Dès les premières pages, une voix nous saisit et nous entraîne. Une voix prenante au point de nous obliger à la suivre n’importe où, jusque dans les recoins les plus sombres de l’âme humaine. On voudrait parfois pouvoir fermer les yeux devant la dureté des scènes ou l’inexorable tournure du destin. La violence qu’on lit, si elle n’est pas gratuite, demeure malheureusement bien tangible.

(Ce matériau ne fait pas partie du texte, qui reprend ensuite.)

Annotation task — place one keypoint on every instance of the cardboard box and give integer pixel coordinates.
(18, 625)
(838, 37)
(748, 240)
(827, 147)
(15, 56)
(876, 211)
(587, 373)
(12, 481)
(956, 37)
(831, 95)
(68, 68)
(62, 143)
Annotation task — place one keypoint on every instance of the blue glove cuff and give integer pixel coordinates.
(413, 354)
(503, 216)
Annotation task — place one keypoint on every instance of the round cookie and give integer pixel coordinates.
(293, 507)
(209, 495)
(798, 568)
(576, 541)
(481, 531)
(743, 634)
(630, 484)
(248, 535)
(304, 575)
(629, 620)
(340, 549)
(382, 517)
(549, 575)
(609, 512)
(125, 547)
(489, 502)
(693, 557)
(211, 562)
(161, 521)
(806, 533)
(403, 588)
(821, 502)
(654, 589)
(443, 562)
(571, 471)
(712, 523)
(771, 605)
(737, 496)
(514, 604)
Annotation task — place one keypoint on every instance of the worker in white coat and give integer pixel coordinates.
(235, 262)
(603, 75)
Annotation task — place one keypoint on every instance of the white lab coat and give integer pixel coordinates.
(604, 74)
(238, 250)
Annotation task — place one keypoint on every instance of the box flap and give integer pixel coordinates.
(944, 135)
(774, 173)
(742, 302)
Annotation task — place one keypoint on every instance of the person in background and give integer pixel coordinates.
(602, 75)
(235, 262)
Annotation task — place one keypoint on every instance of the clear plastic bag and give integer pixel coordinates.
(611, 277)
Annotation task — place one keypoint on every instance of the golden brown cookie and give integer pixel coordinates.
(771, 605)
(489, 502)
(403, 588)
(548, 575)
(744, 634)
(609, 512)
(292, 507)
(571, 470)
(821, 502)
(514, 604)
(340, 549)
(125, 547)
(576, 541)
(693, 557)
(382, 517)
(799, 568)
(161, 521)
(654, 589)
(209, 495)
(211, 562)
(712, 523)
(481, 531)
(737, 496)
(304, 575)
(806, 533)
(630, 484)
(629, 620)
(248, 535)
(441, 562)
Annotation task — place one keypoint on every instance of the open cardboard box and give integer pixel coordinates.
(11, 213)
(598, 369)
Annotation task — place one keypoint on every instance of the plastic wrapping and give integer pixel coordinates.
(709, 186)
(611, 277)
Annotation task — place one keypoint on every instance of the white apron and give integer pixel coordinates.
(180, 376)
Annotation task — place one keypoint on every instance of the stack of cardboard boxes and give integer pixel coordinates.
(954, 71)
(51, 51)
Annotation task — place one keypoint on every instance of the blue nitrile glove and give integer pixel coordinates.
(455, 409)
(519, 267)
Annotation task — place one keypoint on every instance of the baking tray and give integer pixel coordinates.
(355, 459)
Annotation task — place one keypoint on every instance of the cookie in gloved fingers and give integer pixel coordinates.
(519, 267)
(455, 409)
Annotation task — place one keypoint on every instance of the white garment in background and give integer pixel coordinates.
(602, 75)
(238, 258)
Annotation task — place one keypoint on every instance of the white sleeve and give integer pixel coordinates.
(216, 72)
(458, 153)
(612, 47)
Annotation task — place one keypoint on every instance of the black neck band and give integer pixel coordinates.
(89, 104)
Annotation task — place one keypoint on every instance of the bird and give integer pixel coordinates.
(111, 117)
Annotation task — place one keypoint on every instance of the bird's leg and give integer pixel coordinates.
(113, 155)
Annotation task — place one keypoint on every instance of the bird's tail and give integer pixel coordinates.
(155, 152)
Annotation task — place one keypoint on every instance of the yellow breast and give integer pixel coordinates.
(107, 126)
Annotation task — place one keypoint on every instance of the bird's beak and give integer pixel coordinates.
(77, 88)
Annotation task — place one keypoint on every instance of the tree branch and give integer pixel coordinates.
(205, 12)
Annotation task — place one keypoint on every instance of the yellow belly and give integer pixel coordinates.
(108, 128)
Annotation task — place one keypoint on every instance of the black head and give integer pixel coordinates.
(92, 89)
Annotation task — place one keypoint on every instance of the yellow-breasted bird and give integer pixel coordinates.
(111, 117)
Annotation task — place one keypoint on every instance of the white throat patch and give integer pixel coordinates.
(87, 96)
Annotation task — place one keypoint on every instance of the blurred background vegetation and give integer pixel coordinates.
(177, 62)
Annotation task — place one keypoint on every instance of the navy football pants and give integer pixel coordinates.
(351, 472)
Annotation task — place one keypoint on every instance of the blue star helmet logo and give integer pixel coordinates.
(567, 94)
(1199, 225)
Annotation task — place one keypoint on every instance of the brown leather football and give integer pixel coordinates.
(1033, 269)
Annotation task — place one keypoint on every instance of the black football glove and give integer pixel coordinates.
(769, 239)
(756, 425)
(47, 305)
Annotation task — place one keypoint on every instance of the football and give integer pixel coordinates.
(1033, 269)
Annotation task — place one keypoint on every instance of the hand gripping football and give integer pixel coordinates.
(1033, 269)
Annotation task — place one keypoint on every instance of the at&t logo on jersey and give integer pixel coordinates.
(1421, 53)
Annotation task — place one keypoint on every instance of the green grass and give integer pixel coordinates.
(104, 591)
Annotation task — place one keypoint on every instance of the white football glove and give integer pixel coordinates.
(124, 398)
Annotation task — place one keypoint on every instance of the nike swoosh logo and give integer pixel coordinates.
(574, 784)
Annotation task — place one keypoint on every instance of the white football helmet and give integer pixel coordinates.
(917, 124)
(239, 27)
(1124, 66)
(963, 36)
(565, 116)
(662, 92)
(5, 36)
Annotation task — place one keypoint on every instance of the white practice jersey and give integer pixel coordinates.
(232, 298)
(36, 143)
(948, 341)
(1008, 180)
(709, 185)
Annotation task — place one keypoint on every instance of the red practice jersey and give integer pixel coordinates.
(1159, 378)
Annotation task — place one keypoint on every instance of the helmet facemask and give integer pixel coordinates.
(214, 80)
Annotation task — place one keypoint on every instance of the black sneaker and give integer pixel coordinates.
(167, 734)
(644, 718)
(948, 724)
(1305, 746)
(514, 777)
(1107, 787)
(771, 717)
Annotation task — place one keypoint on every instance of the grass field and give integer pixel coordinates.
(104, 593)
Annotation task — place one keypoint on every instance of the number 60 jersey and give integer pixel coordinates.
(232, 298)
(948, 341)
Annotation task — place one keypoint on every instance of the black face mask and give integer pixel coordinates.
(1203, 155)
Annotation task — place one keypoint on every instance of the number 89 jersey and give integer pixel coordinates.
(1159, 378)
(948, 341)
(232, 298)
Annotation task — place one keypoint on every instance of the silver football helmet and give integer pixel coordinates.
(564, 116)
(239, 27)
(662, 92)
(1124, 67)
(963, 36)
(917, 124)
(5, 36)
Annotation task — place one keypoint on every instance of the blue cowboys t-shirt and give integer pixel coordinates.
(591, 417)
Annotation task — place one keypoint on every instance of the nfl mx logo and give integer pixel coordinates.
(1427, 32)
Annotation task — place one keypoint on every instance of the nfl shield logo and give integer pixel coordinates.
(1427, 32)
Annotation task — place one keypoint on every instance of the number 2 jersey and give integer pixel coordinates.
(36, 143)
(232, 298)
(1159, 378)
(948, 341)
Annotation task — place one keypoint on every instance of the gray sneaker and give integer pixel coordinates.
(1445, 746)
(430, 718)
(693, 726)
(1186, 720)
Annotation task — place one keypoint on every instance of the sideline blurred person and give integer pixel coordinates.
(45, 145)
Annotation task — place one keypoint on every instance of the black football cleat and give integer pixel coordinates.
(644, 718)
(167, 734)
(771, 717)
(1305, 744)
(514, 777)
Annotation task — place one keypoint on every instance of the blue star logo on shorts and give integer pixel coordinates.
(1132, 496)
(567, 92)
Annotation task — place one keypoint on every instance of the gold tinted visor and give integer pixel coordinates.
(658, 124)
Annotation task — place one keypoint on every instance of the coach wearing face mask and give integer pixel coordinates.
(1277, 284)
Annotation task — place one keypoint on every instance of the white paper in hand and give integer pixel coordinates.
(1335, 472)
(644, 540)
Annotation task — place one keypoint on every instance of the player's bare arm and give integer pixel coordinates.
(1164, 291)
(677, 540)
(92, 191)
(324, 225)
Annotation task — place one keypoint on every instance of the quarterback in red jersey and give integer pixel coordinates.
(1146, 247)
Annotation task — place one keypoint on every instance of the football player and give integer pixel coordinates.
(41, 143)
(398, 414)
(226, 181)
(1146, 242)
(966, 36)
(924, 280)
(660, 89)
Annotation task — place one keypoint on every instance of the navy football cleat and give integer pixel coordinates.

Cette voix m’a rappelé celle de grands auteurs américains, dont certains figurent parmi les incontournables de la bibliothèque de Franck Bouysse lui-même. Faulkner surtout, pour cette capacité à ne dévoiler que l’essentiel, et Steinbeck, dans toute son humanité. Gabriel Tallent aussi, et le caractère froidement obsédant de My Absolute Darling. Les critiques n’ont d’ailleurs pas tari d’éloges à l’endroit de Bouysse, toujours en des mots puissants, pour parler de son écriture totalement maîtrisée. Je ne pense pas autrement. La prose de Bouysse est âpre et sinistre, poétique et jubilatoire. Soignée et sculptée, elle conserve néanmoins son élan instinctif, son goût terreux. On reconnaît bien là la signature éditoriale – artisanale, organique – de La Manufacture de livres. Enfin, on referme Né d’aucune femme en se disant que la magie romanesque opère encore, Dieu merci!